Minifying removes line breaks, spaces, etc. in an attempt to use as few characters as possible. You can see an example of what that looks like in the HTML view of this CodePen. Programmers do their editing in the “beautified” view with line breaks and then minify the code when moving to production.

I could have minified the HTML, the javascript, and CSS and also included all those items within the page. I chose to do that only with the javascript. The overall savings weren’t massive. Minifying the main index template did cut the size in half . . . but half was only 3KB and that is not much in the scheme of things. I saw a similar 3KB in saving by minimizing the CSS. Given this was meant to be a learning example, I left most of it uncompressed so that it would be easier for people to read and learn from if they happened to look at the source code.

Final Statistics

Original Page

New Page

Improvement

Page size

75000 KB

187 KB

40,000%

Page speed

16.34 seconds

1.2 seconds

1,361%

Carbon produced

35.34 g of CO2

0.14 g of CO2

25,242%

I feel pretty good about those improvements. This is just a proof-of-concept site but I learned a good deal in the process and hopefully was able to explain some of it. This project has really shifted my ideas around size. When I started, 93KB for the topography image felt small, especially when I was comparing it to the multi-megabyte images we were using on the original page. Now 90KB feels like a real extravagance. Activities like this help reset the bar.
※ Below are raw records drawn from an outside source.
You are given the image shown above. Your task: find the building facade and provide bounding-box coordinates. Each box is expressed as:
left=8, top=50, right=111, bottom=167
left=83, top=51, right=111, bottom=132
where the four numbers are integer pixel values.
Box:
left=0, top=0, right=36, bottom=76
The same design choices that improved energy efficiency also lead to the site being more accessible and easier to maintain. Building with the basic technologies of the web (HTML, CSS, javascript) also leads to sites that will last longer. It’s always interesting how many additional advantages come from focusing on simplicity and functionality.

I know that most of you won’t be building websites from scratch, but hopefully this exploration gives you a bit of insight into how websites are built and how design choices impact energy usage.


1 All seven of you. Maybe less than seven, given this site has been solely weekly links posts for the last several months.

3 thoughts on “Detox Site – Energy-conscious website breakdown

  1. Boy this takes me back to when I finally learned to write the basic HTML tags from scratch. People were never as impressed as I was that typing this out by hand, but it was a real live web page, just need to FTP it up to a web server. Boy did things change after that. PHP, MySQL, CSS, frameworks, Javascript, AWS, list goes on and on. But this challenge, to look at the impact of all that list of going on and on, and the size of web pages is fantastic. What was once a bunch of tags and markup are now apps, on smartphones, like TikTok and all delivered as web pages. Revisiting this scope creep, and minimizing the impact is a virtuous, but very beneficial thing. If still used analog/acoustic modems running at 56k/sec things would have creep-ed less, I dare say.

    1. Every so often, I’ll look at the stuff I’m writing and be fairly amazed that it works and that I understand any part of what’s happening.

      I always think of the scope creep when people tell me that 5G will change everything.